(By You Yunting) This March, at the invitation of the U.S. government, Mr. You Yunting, the founder of Bridge IP Commentary began his journey to the United States. The main purpose of this visit was to better understand the system of intellectual property rights in the United States. Mr. You would like to share with our readers his experiences there in several posts here on our website. Of course, the content of the posts may not be truly comprehensive or strictly accurate; that being said, if you find any mistakes or comments that can be corrected or improved upon, please let us know. We encourage more dialogue with the IPR community and welcome all constructive commentary. The following is the first post in a series of Mr. You’s visit to the United States:
On the second day of the visit, my associates and I held a meeting with officials from the US Department of Commerce in charge of IPR issues in East Asia. Their main responsibilities are to aid US companies in protecting their intellectual property rights in China. All of the officials impressed me with their professional competence; indeed, some of them originally worked in law offices handling IPR issues related to China, thus giving them have a comprehensive understanding of IPR issues in the country. The US authorities showed us its focus on the most practical issues, and all the information they shared with us concentrated on company business. The main topic of the discussion was centered on how US companies register and protect their IPR in China. The following roughly outline the minutes of the meeting:
In terms of patents, there is no corresponding regulation in US Patent Law like utility model patents as stipulated in China’s Patent Law. If US companies would like to gain the legal protection over their IPR, one option available to them is to apply for a patent as an invention and as a utility model. The officials also stressed that the official fees collected for the utility application are much lower than that of an invention. For this reason, it would not cost a company too much to ensure some form of IPR protection in China with these options available.
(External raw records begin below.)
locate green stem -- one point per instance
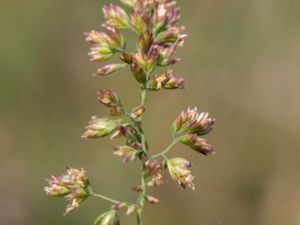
(167, 149)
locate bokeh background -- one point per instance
(240, 62)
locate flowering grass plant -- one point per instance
(159, 37)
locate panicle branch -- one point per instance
(158, 39)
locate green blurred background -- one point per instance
(240, 62)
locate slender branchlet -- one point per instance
(158, 38)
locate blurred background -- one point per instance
(240, 62)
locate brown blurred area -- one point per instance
(240, 62)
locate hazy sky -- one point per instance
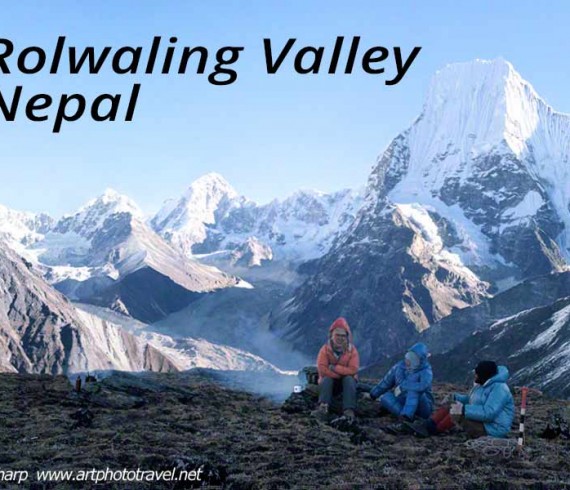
(268, 135)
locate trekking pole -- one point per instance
(520, 442)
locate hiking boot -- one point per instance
(321, 412)
(349, 414)
(418, 428)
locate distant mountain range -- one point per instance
(463, 211)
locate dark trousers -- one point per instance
(329, 387)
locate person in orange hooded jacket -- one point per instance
(338, 364)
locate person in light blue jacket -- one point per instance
(405, 391)
(490, 402)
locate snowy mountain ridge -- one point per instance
(211, 217)
(470, 200)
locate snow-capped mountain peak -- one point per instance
(478, 105)
(112, 202)
(183, 221)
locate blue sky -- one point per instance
(268, 135)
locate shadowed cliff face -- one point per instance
(180, 420)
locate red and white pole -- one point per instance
(524, 392)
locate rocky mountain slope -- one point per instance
(242, 441)
(532, 293)
(106, 254)
(468, 201)
(41, 332)
(534, 343)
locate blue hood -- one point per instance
(501, 376)
(421, 351)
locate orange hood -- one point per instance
(341, 323)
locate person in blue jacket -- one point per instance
(405, 391)
(488, 409)
(490, 403)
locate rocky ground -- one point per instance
(242, 441)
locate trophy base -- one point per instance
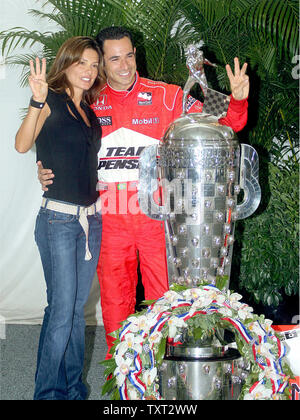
(201, 373)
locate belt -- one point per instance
(75, 210)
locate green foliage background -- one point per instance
(265, 33)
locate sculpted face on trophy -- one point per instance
(201, 169)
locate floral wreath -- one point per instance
(139, 345)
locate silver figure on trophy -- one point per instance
(201, 169)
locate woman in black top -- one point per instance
(67, 135)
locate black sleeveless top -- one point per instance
(69, 147)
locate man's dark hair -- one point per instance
(112, 33)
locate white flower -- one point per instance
(122, 369)
(217, 296)
(267, 325)
(255, 328)
(130, 342)
(175, 323)
(157, 309)
(263, 349)
(149, 376)
(269, 373)
(260, 392)
(139, 323)
(225, 311)
(245, 312)
(132, 393)
(170, 296)
(234, 300)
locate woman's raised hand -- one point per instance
(37, 80)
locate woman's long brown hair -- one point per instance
(69, 53)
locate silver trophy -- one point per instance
(201, 171)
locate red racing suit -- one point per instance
(132, 120)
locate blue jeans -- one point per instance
(61, 242)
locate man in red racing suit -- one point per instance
(134, 113)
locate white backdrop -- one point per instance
(22, 286)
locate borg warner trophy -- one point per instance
(201, 169)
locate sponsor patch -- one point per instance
(145, 121)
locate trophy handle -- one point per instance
(249, 168)
(148, 184)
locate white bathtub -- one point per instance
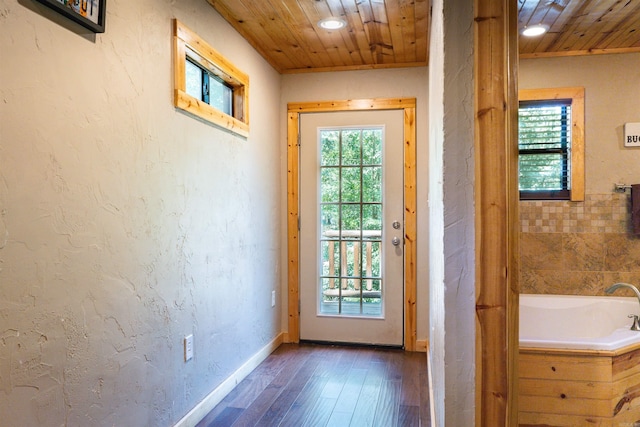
(577, 322)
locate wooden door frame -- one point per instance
(408, 105)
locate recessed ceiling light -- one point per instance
(534, 30)
(332, 23)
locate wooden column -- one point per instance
(496, 212)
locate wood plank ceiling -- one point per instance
(394, 33)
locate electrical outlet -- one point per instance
(188, 348)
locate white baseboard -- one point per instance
(208, 403)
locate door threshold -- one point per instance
(353, 344)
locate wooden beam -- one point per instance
(410, 196)
(293, 233)
(496, 212)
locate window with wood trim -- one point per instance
(551, 144)
(207, 85)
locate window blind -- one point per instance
(544, 143)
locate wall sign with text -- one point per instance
(88, 13)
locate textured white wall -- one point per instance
(612, 91)
(388, 83)
(451, 201)
(125, 224)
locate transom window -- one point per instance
(207, 85)
(551, 144)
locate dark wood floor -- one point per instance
(314, 385)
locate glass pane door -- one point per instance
(350, 213)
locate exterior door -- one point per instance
(351, 227)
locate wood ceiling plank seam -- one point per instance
(294, 21)
(357, 31)
(422, 25)
(621, 29)
(605, 24)
(273, 39)
(332, 39)
(538, 44)
(629, 39)
(371, 30)
(626, 38)
(408, 9)
(571, 32)
(526, 10)
(313, 16)
(382, 21)
(308, 31)
(534, 16)
(232, 18)
(336, 8)
(565, 16)
(402, 49)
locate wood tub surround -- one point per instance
(579, 387)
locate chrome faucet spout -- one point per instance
(613, 288)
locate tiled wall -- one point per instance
(577, 248)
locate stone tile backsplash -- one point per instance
(577, 248)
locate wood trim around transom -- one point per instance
(410, 194)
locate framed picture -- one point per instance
(88, 13)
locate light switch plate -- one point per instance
(632, 134)
(188, 348)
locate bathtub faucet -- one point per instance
(612, 289)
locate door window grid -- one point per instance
(351, 221)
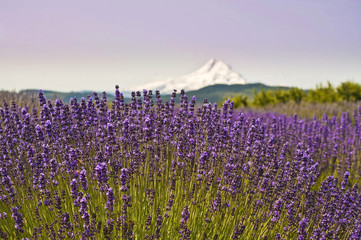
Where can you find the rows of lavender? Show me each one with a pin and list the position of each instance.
(151, 169)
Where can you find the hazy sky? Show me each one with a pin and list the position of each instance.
(87, 44)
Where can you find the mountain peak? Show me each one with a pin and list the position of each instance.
(214, 65)
(213, 72)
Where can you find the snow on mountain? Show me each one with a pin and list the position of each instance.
(213, 72)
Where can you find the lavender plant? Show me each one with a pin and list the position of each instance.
(149, 169)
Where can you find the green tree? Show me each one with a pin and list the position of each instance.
(240, 101)
(281, 96)
(296, 94)
(349, 91)
(263, 98)
(323, 94)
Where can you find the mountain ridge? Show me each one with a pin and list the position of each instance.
(213, 72)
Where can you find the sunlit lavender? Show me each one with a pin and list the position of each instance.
(155, 169)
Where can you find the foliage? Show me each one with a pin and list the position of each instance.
(151, 170)
(346, 91)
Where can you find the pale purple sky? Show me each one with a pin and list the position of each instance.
(87, 44)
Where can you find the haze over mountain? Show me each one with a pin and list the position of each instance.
(213, 72)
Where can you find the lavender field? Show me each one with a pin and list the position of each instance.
(151, 169)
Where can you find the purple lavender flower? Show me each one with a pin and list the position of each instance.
(82, 177)
(18, 217)
(111, 198)
(101, 172)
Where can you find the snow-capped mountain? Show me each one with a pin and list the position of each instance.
(213, 72)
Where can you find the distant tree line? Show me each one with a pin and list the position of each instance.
(346, 91)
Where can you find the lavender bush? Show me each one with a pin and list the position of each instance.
(149, 170)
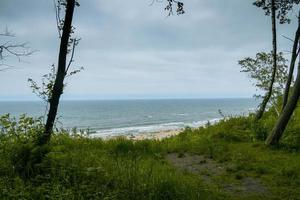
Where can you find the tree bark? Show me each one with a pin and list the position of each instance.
(292, 66)
(263, 105)
(61, 73)
(286, 114)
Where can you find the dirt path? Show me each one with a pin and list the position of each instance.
(212, 172)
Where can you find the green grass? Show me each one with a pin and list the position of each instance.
(79, 168)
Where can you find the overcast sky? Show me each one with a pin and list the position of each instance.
(132, 50)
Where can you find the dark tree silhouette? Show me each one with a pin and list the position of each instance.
(276, 9)
(8, 49)
(291, 102)
(271, 8)
(67, 46)
(171, 4)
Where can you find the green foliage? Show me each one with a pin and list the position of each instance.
(259, 69)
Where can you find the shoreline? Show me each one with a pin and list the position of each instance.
(154, 135)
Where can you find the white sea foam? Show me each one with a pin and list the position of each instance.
(134, 130)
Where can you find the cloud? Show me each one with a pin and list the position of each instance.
(132, 50)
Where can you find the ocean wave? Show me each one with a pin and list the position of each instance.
(134, 130)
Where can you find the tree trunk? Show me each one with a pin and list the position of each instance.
(274, 43)
(286, 114)
(61, 73)
(292, 66)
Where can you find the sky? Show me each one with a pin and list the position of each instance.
(132, 50)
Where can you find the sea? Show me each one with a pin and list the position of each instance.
(103, 118)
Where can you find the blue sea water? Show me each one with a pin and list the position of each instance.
(119, 117)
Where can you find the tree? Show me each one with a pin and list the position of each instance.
(270, 7)
(295, 53)
(277, 9)
(67, 46)
(259, 70)
(286, 114)
(170, 4)
(8, 49)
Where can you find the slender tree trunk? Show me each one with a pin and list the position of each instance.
(286, 114)
(274, 43)
(61, 72)
(292, 66)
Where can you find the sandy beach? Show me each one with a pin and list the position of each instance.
(159, 135)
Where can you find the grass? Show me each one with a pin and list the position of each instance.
(76, 167)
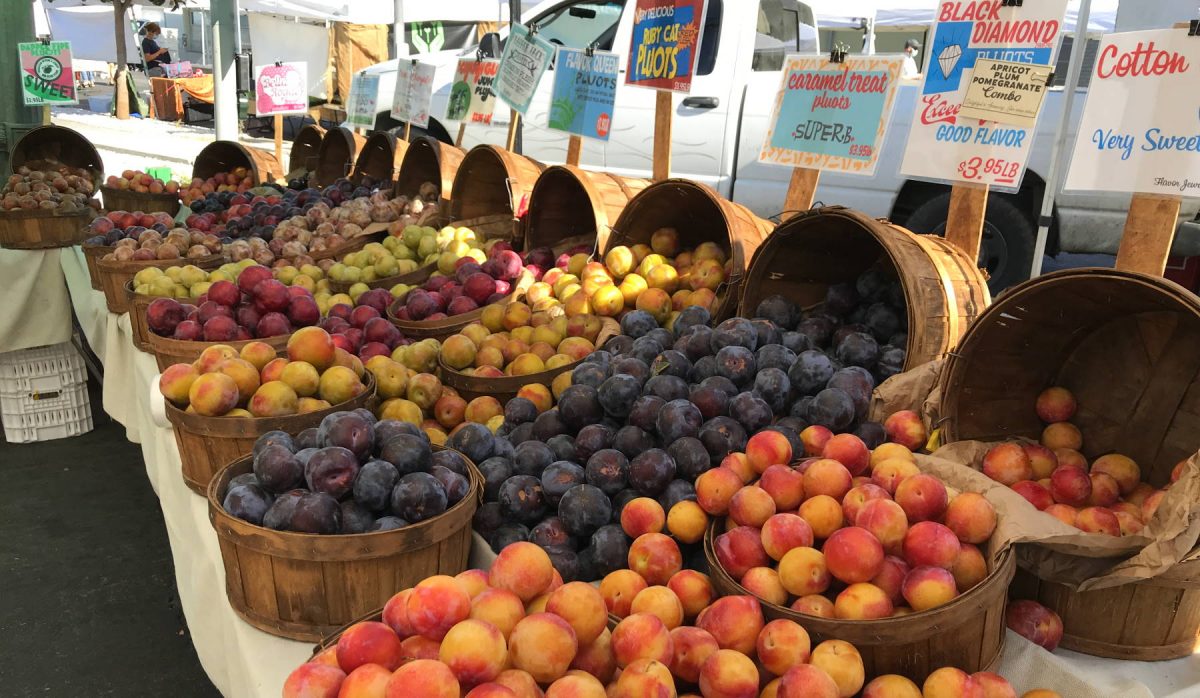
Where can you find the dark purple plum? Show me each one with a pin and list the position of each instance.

With respect to trademarks, despite both China and the US adopting the Nice Classification to sort its products or services, sub-classes under class 45 main classes exist in China, whereas in the United States this classification does not exist. For this reason, when US companies apply for trademark protection in China, they should be certain their application for trademark registration also covers these aforementioned sub-classes. In addition, US companies should not only file an application in the classes specifically related to their products or services, but also in related classes, since China’s Trademark Law provides that only a well-known trademark can be protected across multiple classes, and the requirements one must meet to be considered a well-known trademark in China are exceedingly high.
As for copyright, as stipulated in both the laws of the United States and China, copyright protection is granted automatically once a creative work comes into existence. Therefore, if a US company has registered its copyright in the US, but had not yet applied for copyright registration in China, the US application could be adopted in China as proof of whom owns the rights in the copyrighted work.
Finally, if a company is involved in the manufacturing industry, it should move to make a record with Customs following its IPR registration.
After the US officials’ introduction, my associates and I raised some questions for discussion.
I. Notorious Markets. It seems most big companies in China, like Baidu and Alibaba’s Taobao, have at one point or another been listed as being “notorious” markets by the US government. My first question regarded how the US government decides who shall be added to such a list, and once placed on that list, what changes or improvements must be made in order to be removed from it. The US government officials explained that the US Department of Commerce works with other US government authorities to decide who shall be added to the notorious market list, taking into consideration complaints made by US companies and the results of an investigation carried out by the authorities themselves. On the same note, if companies on the notorious market list have made proper efforts to improve their reputation, the US government will consider removing them from the list, with a combination of a report of the listed company itself. The officials mentioned Taobao as a great example of this process.
II. OEM. OEMs are typically concerned with trademark law, and the main problem is this: if a manufacturing company’s product has infringed the trademark right of an entity in China, but the product covered by that trademark is not actually sold in China, and is manufactured for export only, then will the sole manufacture of it be deemed to be infringement? The US officials had a deep understanding of Chinese laws, and they knew that the courts in Shanghai and Guangdong have arrived at different conclusions and handed down different judgments over the same type of dispute. Furthermore, they confessed that they had also been confused by this issue, since US companies also have two kinds of benefits concerning that. The first kind of companies are those transnational companies with noted brands, who will apply their trademarks globally. For this reason, even knockoffs manufactured by Chinese companies are not to be sold in China, because the trademark right of the US holders would also be damaged. On that note, some US company’s trademarks would also be squatted in China, even if they are only assembled or manufactured in China and subsequently exported to other countries. At that time, if trademark infringement is determined, surely it would also damage such companies’ benefits and profits.